Paris (awp/afp) - Convoité par Veolia son concurrent, Suez contre-attaque en annonçant mercredi une accélération de son plan de développement, qui vise précisément à détrôner son vieux rival de sa place de numéro un mondial de l'eau et des déchets.

Le temps presse. Veolia, qui ambitionne de créer "un super champion" du secteur, a proposé fin août à Engie de lui racheter ses 29,9% de parts dans Suez pour 2,9 milliards d'euros, avant de s'attaquer au reste des actions. Le groupe estime que le compte n'y est pas, mais il a jusqu'à fin septembre seulement pour répondre.

La direction de Suez, vigoureusement opposée au projet, s'est donc lancée dans une course pour monter un projet alternatif avec des partenaires investisseurs, et pour gagner une âpre bataille d'influence.

A 18H45, son président Philippe Varin et son directeur général Bertrand Camus doivent être reçus par Bruno Le Maire, à la demande du ministre de l'Economie.

Ce sera la première fois depuis le début du bras de fer. Les deux dirigeants, qui dénoncent les risques d'une d'OPA "funeste" notamment en terme d'emploi, devraient aussi réexpliquer le projet industriel qu'ils portent depuis un an, explique une source proche du dossier.

Le groupe a ainsi annoncé mercredi être en négociations avec l'allemand Schwarz, pour lui céder des activités de recyclage (hors plastiques et déchets dangereux) pour 1,1 milliard d'euros, dans le cadre de sa stratégie de développement annoncée en octobre 2019.

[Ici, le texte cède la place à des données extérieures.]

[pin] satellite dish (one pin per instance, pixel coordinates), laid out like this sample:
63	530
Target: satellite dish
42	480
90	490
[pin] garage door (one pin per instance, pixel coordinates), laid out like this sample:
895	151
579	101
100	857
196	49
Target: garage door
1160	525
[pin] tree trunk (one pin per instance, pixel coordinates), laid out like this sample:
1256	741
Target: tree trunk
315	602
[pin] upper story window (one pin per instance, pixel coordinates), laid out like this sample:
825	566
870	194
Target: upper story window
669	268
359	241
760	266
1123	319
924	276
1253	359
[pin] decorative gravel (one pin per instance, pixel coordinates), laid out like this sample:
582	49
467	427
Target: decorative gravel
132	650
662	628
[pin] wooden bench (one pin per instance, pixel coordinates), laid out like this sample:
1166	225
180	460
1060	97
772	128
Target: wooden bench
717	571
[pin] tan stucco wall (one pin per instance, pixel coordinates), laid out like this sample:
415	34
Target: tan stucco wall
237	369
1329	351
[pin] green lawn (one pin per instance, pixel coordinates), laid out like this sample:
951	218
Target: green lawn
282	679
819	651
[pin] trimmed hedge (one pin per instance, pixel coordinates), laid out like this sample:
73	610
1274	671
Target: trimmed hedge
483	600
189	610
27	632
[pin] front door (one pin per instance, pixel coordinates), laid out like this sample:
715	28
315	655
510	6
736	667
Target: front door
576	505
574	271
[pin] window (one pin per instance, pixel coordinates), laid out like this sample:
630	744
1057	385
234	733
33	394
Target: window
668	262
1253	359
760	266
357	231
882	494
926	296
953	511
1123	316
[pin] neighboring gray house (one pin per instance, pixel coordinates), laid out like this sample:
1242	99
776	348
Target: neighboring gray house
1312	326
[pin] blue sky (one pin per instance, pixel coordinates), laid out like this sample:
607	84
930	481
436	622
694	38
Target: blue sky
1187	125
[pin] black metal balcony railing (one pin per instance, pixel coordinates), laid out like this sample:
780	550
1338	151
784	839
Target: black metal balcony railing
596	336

La stratégie de Suez à horizon 2030, qui passe par des cessions et des acquisitions, vise notamment à concentrer son activité sur des domaines à haute valeur ajoutée. L'accord prévoit ainsi un partenariat avec Schwarz, propriétaire de Lidl, pour faire progresser l'économie circulaire.

"Ce projet marque une étape majeure dans la réalisation de notre plan stratégique, qui prévoit de concentrer nos forces notamment en France et en Europe sur les activités et géographies où l'on peut déployer nos innovations les plus prometteuses pour être le leader des services à l'environnement", a commenté Bertrand Camus, à propos d'une opération qui "valorise la qualité de notre portefeuille d'activités".

"L'annonce de ce (mercredi) matin démontre qu'on avance comme prévu", a déclaré le directeur financier Julian Waldron à quelques journalistes.

Plusieurs chevaliers blancs?

"C'est un projet industriel, c'est le socle de la création de valeur pour nos actionnaires et nos autres parties prenantes, ce n'est pas du court terme", a-t-il ajouté. "Montrer son potentiel de création de valeur, cela me semble crucial tout le temps et oui, il est encore plus important, aujourd'hui, de démontrer qu'on avance".

Dans le même temps, un aréopage de juristes et banquiers (Goldman Sachs, Société Générale, Rothschild, JP Morgan...) entoure les préparatifs de contre-offre. De l'avis d'analystes financiers, trouver un seul chevalier blanc sur ce secteur n'est pas simple. Mais pourquoi pas plusieurs.

Plusieurs noms reviennent. Ainsi le fonds français d'investissement Antin, qui suit "de près" la situation, selon une source proche de cet acteur spécialisé dans l'eau et les infrastructures.

"Antin a les moyens financiers pour être un acteur majeur de ce dossier", affirme-t-elle. Et "dans le cas où cette opération se ferait avec d'autres acteurs, Antin a l'habitude de travailler en consortium".

En revanche Axa, dont le nom est apparu dans la presse, ne fait pas partie du projet, selon une source proche.

L'Etat, actionnaire de référence d'Engie, a prévenu qu'il serait vigilant sur la question de l'emploi et de "l'empreinte industrielle française".

"Nous regardons avec un souci d'équité l'offre de Veolia ou les autres offres qui pourraient venir", a affirmé précédemment M. Le Maire, ajoutant qu'"il ne doit pas y avoir dans cette opération un vainqueur et un vaincu".

Les syndicats de Suez appellent à une nouvelle journée d'action contre ce projet le 22 septembre. Le comité social et économique du groupe a voté mardi le lancement d'un droit d'alerte économique.

Le groupe compte 90.000 salariés dans le monde, dont 30.000 en France. Si son OPA aboutit, Veolia a prévu de revendre la branche eau de Suez en France au fonds Meridiam, assurant que l'emploi serait préservé.

Les deux parties auront l'occasion de s'expliquer de nouveau, publiquement, le 23 septembre, à l'Assemblée nationale devant les députés de la Commission des Finances.